Во время головокружительно быстрого спуска он подхватил Кейт на руки, испытывая при этом глубочайший стыд.
Когда он бережно поставил ее на пол, Кейт выглядела слабой и бледной, а дыхание ее стало прерывистым. Питер успел заметить россыпь веснушек у нее на переносице и слабый блеск пота на нежной молочно-белой коже; он продолжал обнимать ее, с удовольствием чувствуя, как она прижимается к нему своими восхитительными округлостями. Он моментально ощутил, что на ней нет жесткого корсета из китового уса, в которые затягивали себя большинство модных дам. Талия Кейт оказалась по-осиному тонкой, а прикосновение юных тугих грудей, жарко прижимавшихся к его отчаянно забившемуся сердцу, было похоже на уколы двух крошечных раскаленных стрел.
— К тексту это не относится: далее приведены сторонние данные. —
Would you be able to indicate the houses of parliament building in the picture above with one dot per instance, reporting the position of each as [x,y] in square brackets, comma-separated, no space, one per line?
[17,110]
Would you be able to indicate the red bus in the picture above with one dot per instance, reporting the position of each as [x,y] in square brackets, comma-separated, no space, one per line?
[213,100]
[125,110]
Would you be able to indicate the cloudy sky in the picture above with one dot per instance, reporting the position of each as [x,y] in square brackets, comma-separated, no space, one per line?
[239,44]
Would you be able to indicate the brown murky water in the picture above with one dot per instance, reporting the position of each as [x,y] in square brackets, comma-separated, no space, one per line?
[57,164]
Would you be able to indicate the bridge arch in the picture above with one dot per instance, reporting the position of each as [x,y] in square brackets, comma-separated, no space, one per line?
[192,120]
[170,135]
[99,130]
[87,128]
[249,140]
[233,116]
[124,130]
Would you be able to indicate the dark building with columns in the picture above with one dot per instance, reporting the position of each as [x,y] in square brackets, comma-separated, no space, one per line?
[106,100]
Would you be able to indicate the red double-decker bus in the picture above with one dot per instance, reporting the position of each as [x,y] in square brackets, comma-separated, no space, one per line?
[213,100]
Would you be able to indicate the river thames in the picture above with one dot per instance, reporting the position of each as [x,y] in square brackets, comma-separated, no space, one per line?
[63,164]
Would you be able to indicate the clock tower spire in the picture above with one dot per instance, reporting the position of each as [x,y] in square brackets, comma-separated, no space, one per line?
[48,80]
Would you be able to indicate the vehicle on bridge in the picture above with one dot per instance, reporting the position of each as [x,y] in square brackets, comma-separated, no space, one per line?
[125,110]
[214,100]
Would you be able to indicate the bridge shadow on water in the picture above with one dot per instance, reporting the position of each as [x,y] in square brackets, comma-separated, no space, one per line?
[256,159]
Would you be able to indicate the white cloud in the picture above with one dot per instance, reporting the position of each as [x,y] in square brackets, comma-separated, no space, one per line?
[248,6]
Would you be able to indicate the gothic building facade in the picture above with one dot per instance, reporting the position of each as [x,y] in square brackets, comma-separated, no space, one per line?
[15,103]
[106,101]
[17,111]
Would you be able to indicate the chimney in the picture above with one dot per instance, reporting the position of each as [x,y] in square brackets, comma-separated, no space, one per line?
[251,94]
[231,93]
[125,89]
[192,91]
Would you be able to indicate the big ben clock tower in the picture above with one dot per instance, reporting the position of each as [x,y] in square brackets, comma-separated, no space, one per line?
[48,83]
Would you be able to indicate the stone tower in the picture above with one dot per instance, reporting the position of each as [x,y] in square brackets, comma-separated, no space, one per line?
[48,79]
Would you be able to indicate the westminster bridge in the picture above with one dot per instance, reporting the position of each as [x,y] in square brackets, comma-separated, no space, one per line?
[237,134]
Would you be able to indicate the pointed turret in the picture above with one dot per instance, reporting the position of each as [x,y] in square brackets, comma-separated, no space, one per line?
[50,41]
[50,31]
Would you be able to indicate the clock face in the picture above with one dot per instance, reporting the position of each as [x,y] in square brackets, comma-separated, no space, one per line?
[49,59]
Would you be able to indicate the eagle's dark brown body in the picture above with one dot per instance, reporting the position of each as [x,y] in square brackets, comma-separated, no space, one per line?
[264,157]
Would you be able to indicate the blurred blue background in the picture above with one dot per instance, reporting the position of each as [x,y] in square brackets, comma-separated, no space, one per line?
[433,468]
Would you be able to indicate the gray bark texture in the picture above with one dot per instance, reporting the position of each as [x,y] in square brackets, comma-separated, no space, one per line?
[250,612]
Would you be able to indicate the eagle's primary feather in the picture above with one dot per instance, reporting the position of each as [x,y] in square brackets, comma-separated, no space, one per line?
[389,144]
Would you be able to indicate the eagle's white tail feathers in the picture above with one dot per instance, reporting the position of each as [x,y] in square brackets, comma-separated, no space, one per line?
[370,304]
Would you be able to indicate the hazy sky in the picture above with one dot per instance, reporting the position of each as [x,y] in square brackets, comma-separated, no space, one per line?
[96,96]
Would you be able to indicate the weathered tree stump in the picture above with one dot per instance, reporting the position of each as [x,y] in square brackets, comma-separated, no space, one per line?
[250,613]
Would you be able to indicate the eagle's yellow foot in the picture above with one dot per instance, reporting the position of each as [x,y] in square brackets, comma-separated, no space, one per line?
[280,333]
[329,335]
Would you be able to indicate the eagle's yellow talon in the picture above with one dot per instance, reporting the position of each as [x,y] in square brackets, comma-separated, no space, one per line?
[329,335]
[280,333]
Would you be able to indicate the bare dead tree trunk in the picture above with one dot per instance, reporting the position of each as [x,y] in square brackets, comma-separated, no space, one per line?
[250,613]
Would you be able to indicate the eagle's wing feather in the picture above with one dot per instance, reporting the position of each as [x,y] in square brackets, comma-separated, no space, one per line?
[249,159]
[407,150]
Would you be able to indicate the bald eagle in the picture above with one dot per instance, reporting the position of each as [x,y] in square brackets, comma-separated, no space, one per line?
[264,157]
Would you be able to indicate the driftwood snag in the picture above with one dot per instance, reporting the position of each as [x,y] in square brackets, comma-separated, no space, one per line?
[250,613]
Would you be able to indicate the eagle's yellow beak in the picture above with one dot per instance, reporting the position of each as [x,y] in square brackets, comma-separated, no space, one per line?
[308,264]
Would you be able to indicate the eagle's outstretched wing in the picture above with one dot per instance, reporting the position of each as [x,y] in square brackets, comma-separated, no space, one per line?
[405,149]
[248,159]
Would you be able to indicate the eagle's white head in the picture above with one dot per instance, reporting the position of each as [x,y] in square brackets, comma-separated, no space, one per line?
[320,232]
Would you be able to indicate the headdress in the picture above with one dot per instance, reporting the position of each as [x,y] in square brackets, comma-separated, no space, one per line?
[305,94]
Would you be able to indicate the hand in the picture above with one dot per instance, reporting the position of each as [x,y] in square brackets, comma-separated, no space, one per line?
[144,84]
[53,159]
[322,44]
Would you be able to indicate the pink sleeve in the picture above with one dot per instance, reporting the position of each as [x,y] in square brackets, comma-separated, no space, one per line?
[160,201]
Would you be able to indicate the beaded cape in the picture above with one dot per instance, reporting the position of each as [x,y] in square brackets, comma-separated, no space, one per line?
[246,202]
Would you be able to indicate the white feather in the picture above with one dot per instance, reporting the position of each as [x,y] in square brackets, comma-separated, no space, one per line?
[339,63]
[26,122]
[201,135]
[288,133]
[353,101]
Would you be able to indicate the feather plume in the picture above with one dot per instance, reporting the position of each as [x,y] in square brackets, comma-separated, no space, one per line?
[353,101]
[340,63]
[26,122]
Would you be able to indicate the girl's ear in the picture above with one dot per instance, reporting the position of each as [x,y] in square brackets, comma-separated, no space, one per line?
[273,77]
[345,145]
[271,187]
Пока Кейт постепенно приходила в себя в его объятиях, все в ней взывало к его чувственности, но именно с ней он не мог ничего себе позволить, если, конечно, не выжил окончательно из ума.
Питер неловко кашлянул, разрываясь между желанием удовлетворить свои естественные потребности и сохранить разум.
– Э… Не хочешь ли посмотреть костюмерную? – спросил он с натянутой улыбкой.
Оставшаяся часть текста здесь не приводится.